“As a bonus, it captured Mars images from a rare perspective,” NASA said in a press release.
The spacecraft approached Mars from a high phase angle, or from the side opposite the Sun, making the planet appear as a thin crescent as Psyche moved in for the encounter. The wispiness of the thin Martian atmosphere was on full display, with sunlight shining through diffuse clouds of dust suspended dozens of miles over the sharp edge of the planet’s rust-colored surface.
This is the first view of a nearly “full Mars” as seen by NASA’s Psyche spacecraft shortly after its closest approach to the planet on May 15, 2026. The view extends from the south polar cap northwards to the Valles Marineris canyon system and beyond.
Credit:
NASA/JPL-Caltech/ASU
As Psyche zoomed past the red planet, its cameras captured a wide-angle overhead view of Mars’ southern polar ice cap.

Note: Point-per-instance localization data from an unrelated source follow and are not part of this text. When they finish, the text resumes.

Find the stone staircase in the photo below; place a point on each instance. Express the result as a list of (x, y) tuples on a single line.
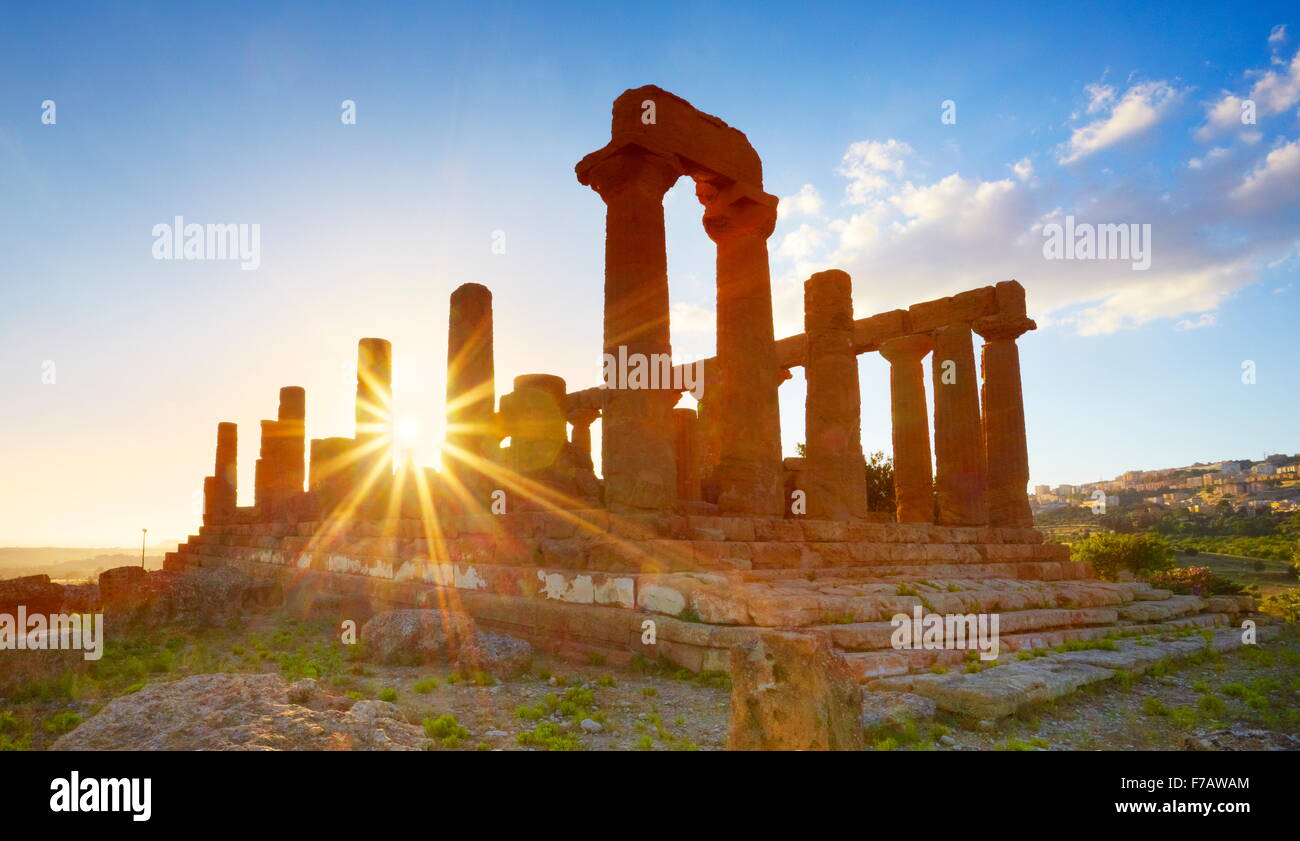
[(584, 581)]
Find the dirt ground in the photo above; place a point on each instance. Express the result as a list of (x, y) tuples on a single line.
[(1247, 699)]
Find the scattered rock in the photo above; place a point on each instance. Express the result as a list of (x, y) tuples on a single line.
[(414, 637), (882, 709), (793, 692), (241, 712)]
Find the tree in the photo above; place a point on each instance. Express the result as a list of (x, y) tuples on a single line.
[(1112, 554), (880, 482)]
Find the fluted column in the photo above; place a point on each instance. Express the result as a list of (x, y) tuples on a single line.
[(914, 491), (1004, 420), (835, 476), (471, 381), (226, 472), (749, 472), (534, 419), (636, 433), (688, 454), (293, 432), (581, 438), (375, 407), (960, 468)]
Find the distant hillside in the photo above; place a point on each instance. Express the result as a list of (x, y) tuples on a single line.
[(72, 563)]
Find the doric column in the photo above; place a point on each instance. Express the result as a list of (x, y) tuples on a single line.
[(264, 468), (914, 491), (749, 472), (960, 468), (332, 469), (471, 380), (1004, 420), (835, 478), (534, 419), (293, 439), (375, 408), (226, 472), (581, 437), (636, 432), (687, 425)]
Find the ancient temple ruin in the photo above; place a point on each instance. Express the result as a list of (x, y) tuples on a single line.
[(690, 524)]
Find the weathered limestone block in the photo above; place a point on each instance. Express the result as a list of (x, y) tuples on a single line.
[(793, 692), (913, 485), (961, 471)]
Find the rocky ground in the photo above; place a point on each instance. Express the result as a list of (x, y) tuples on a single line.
[(1246, 699), (554, 705), (272, 681)]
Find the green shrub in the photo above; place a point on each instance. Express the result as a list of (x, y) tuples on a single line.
[(1112, 554), (61, 722)]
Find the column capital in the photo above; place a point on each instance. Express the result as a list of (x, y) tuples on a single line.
[(583, 416), (1002, 328), (908, 347), (736, 212), (629, 169)]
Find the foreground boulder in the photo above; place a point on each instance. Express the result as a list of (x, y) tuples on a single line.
[(415, 637), (242, 712), (793, 692)]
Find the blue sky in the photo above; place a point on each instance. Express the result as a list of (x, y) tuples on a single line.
[(469, 121)]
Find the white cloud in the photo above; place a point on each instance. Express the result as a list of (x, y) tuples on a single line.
[(1140, 108), (1207, 320), (1099, 96), (692, 319), (1274, 181), (869, 164), (806, 202), (800, 243), (1213, 155), (1273, 92)]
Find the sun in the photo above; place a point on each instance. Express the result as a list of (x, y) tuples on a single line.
[(406, 430)]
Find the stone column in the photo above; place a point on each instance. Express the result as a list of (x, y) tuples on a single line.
[(332, 471), (264, 468), (375, 408), (636, 433), (688, 454), (534, 419), (836, 471), (1004, 420), (293, 432), (749, 472), (960, 468), (581, 438), (226, 472), (471, 381), (914, 490)]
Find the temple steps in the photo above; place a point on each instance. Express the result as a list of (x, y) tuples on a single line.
[(993, 693), (869, 664)]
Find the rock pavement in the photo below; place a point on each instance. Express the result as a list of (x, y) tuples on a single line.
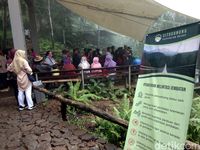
[(42, 129)]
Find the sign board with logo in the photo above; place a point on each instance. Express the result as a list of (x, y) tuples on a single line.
[(164, 91)]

Jim Bell, who leads the Psyche imager instrument team at Arizona State University, said the spacecraft took thousands of images during the encounter. The observations will help scientists “calibrate and characterize” the performance of the cameras, Bell said.
Psyche’s magnetometer may have detected a signature of the solar wind interacting with Mars’ upper atmosphere or its remnant magnetic field, and its spectrometers were tuned to measure the chemical composition of the Martian surface underneath the spacecraft’s flight path.
Numerous other missions are exploring Mars full-time, so there’s little chance of any major discoveries lurking in Psyche’s flyby datasets. But scientists should be able to calibrate the mission’s instruments by comparing flyby observations with archival data from other Mars missions.
It is always interesting to gain new perspectives, even on something familiar. You can’t see a crescent Mars from Earth. But the Psyche mission’s real payoff will come in three years, when the probe pulls in close to asteroid Psyche, an object the size of Massachusetts that is rich in iron, nickel, and likely other metals that we know only as a fuzzy blob through telescopes. It is truly uncharted territory, but the Psyche spacecraft will have more than two years to survey the asteroid, far longer than the fleeting glimpse it got of Mars last week.